« Mother », l’anti-biopic de Mère Teresa

Mother, le nouveau film de Teona Strugar Mitevska (Je suis de Tito Veles, Dieu existe, son nom est Petrunya, The Happiest Man in the World), est présenté en première belge au Festival de Gand, avant sa sortie le 5 novembre prochain en Belgique. Avec cet anti-biopic résolument punk, la cinéaste nous fait entrer dans la tête de Mère Teresa le temps d’une poignée de jours, alors qu’elle lève les derniers doutes qui l’empêchent de mener à bien son ambition la plus folle: créer les Missionnaires de la charité

Oubliez d’emblée tous les attributs habituellement accolés à la figure de la sainte. La Teresa de Teona Strugar Mitevska est d’abord une femme, vaillante, volontaire, bornée, aimante, dure, vive, travaillée par son ambition tout autant que par sa foi. La cinéaste bouscule avec autorité l’image d’Epinal de cette star de la chrétienté pour en faire une icône punk, non pas moderne, mais intemporelle dans sa puissance et sa détermination.

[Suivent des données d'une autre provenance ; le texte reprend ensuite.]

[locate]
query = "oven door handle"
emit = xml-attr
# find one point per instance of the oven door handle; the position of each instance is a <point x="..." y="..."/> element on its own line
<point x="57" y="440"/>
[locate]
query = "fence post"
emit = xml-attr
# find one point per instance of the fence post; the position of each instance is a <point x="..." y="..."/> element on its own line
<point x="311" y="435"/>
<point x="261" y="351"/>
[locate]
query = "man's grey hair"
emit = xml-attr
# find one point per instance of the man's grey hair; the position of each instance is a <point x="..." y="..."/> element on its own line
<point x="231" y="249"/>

On attrape Teresa au vol un jour de 1948, à Calcutta, Inde, alors qu’elle espère fiévreusement des nouvelles du Vatican: elle attend qu’on lui donne l’autorisation de quitter les Soeurs de Lorette pour fonder son propre ordre – qui deviendra les Missionnaires de la Charité. Cette semaine cruciale voit donc Teresa devenir irrémédiablement elle-même, et poser les bases de son engagement fait d’amour de son prochain, de dénuement, et d’une foi inébranlable en l’égalité entre les humains. Mais pour ce faire elle devra traverser une ultime épreuve: sa fidèle soeur Agnieszka, en laquelle elle voyait une successeure pour reprendre les rênes de la congrégation, est enceinte. Alors qu’elle voudrait se libérer de cette charge, Teresa s’oppose frontalement à tout avortement, quitte à mettre un frein à ses propres ambitions – et à renier son voeu d’aider son prochain.

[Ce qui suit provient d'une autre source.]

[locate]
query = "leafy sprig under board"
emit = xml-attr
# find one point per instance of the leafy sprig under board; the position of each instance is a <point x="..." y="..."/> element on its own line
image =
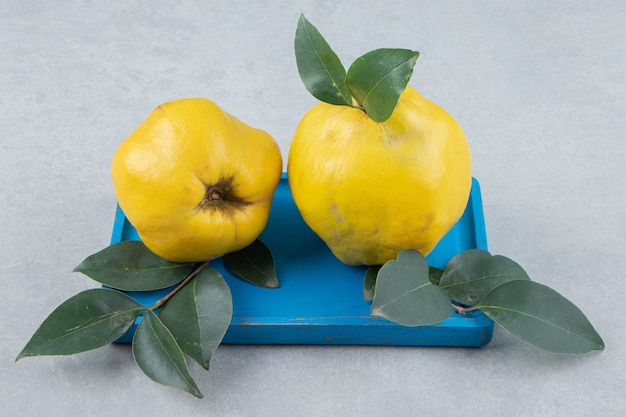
<point x="407" y="292"/>
<point x="190" y="320"/>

Mais la réaction de Teresa vis-à-vis de l’avortement, fruit de son époque, n’est pas le sujet du film. Son sujet, c’est le questionnement de Teresa, sa force de caractère, son combat intime pour trouver la ressources de surmonter l’adversité aussi bien externe qu’interne. Le portrait s’approche en ce sens du « flux de conscience » en littérature, on est en caméra embarquée au plus près de ses doutes, ses hésitations, on mesure sa conviction et ses renoncements. A l’écran, on est tout à la fois sur elle, son visage, et devant elle, dans des plans très graphiques, avec les autres soeurs, dans le couvent, ou quand elle réarrange de façon presque névrotique les meubles de sa chambre, auxquels elle se fait un devoir de ne pas s’attacher, refusant toute idée de propriété. Incarnée avec une ferveur quasi mystique par Noomi Rapace, Teresa s’impose comme une figure tout en complexité, mue par une volonté farouche et une mission plus terrestre que divine, en lutte contre ses failles, une héroïne certes sacrificielle (elle renonce notamment à la maternité), mais pour laquelle le sacrifice n’est pas tant une fatalité qu’un un choix posé en conscience.